RECHI PRECISION CO., LTD.

Rules of Procedure for Shareholders' Meetings

Article 1 The rules of procedures for the Company's shareholders' meetings, except as otherwise provided by law, regulations or the articles of incorporation, shall be as provided in these Rules.

Article 2 The Company shall accept shareholder attendance registration at least 30 minutes before the meeting. The location for attendance registration shall be clearly identified and staffed by sufficient and suitable staff.

The shareholders or their representatives (hereinafter referred to as the "shareholders") shall attend the shareholders' meeting with the evidence of the attendance card, attendance register or other attendance documents; the proxy solicitors should bring proof of identity with them for examination.

The Company shall furnish the attending shareholders with an attendance book to sign, or attending shareholders may hand in a sign-in card in lieu of signing in.

The Company shall furnish attending shareholders with the meeting agenda book, annual report, attendance card, speaker's slips, voting slips and other meeting materials. Where there is an election of directors, pre-printed ballots shall also be furnished.

When the government or a juristic person is a shareholder, it may be represented by more than one representative at a shareholders' meeting. When a juristic person is appointed to attend as proxy, it may designate only one person to represent it in the meeting.

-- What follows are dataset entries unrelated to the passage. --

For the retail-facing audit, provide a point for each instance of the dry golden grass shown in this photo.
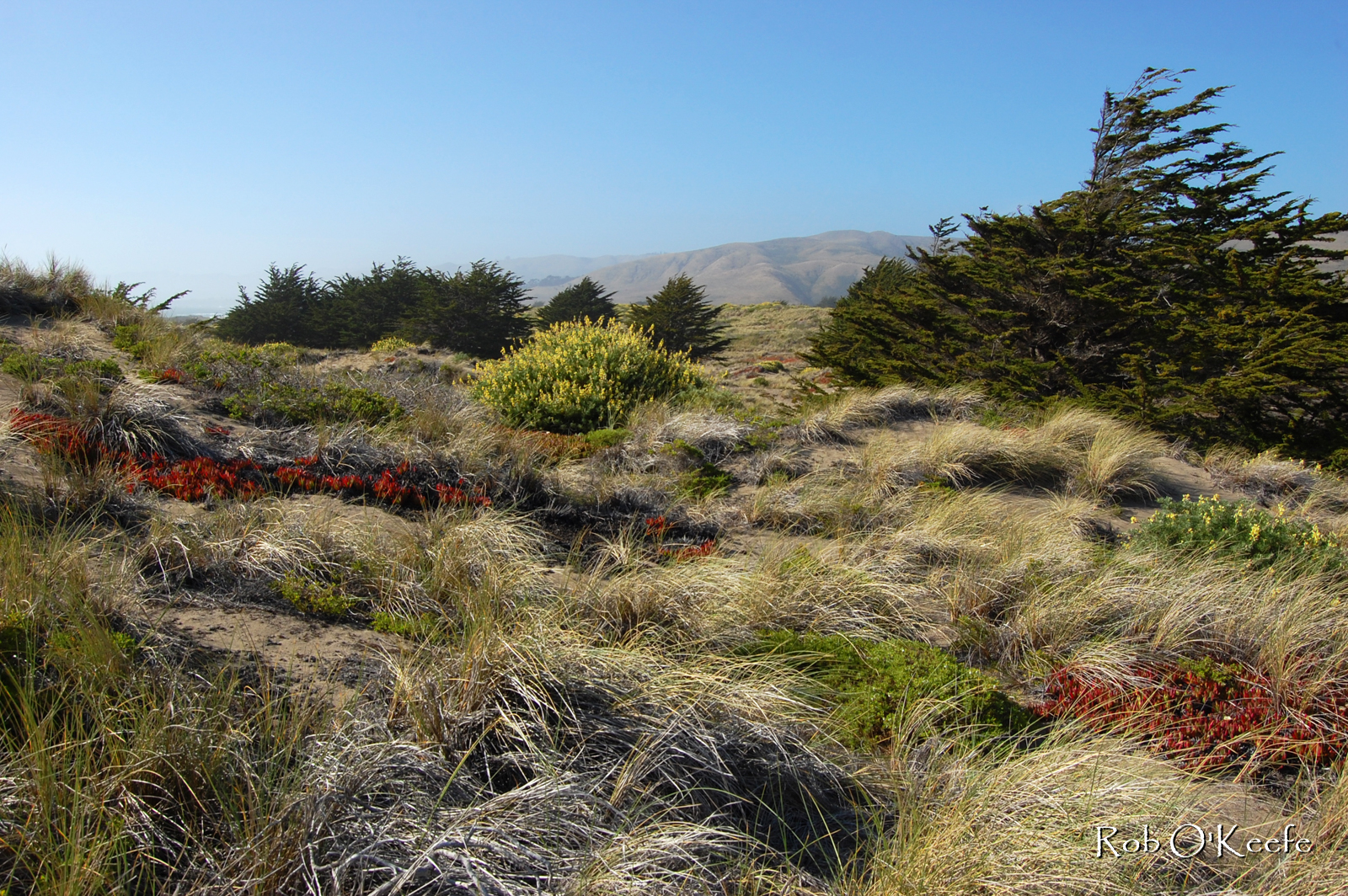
(590, 728)
(1092, 455)
(855, 408)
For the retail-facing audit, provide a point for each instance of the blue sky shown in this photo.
(189, 145)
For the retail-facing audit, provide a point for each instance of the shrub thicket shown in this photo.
(1168, 287)
(312, 403)
(581, 376)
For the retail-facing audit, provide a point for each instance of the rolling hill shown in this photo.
(793, 269)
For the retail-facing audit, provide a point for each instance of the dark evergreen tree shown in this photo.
(479, 312)
(584, 300)
(1168, 287)
(281, 310)
(681, 317)
(364, 309)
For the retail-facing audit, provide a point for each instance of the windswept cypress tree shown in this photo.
(479, 312)
(280, 310)
(681, 317)
(580, 301)
(1168, 287)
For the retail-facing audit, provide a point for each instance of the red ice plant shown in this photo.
(1206, 714)
(242, 478)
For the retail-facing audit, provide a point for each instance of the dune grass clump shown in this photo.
(875, 687)
(581, 376)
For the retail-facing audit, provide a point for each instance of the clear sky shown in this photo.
(189, 145)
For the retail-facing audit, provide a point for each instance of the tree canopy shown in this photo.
(478, 312)
(580, 301)
(1169, 287)
(681, 317)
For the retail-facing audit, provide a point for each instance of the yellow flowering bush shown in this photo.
(1233, 529)
(579, 376)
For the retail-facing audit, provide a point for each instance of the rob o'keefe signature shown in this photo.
(1190, 841)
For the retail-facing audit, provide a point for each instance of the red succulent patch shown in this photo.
(199, 477)
(1206, 714)
(689, 552)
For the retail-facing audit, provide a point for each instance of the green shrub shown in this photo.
(704, 478)
(325, 403)
(425, 627)
(128, 339)
(874, 686)
(607, 438)
(1239, 530)
(316, 599)
(581, 376)
(390, 344)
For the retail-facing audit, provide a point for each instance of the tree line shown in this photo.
(476, 312)
(1169, 287)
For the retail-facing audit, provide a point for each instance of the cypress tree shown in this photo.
(584, 300)
(681, 317)
(1168, 287)
(281, 310)
(479, 312)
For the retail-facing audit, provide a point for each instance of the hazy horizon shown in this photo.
(189, 147)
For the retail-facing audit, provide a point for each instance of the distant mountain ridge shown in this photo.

The number of shares represented in the meeting shall be calculated based on the attendance register or the number of attendance cards collected.

Article 3 Attendance and votes in shareholder meetings shall be calculated based on shares. The number of shares in attendance shall be calculated according to the shares indicated by the sign-in cards handed in plus the number of shares whose voting rights are exercised by correspondence or electronically.

Article 4 The place of meeting of shareholders should be at the Company's or any suitable location or for shareholders to attend the meeting conveniently; also, the meeting of shareholders shall not be started before 9:00 or after 15:00.

Article 5 If the shareholders' meeting is convened by the board of directors, the meeting shall be chaired by the chairman. If the chairman is on leave or cannot exercise his/her duties due to any reason, the vice-chairman shall act on the chairman's behalf. If the vice-chairman is also unavailable due to any reason, one director designated by the chairman shall act on the chairman's behalf.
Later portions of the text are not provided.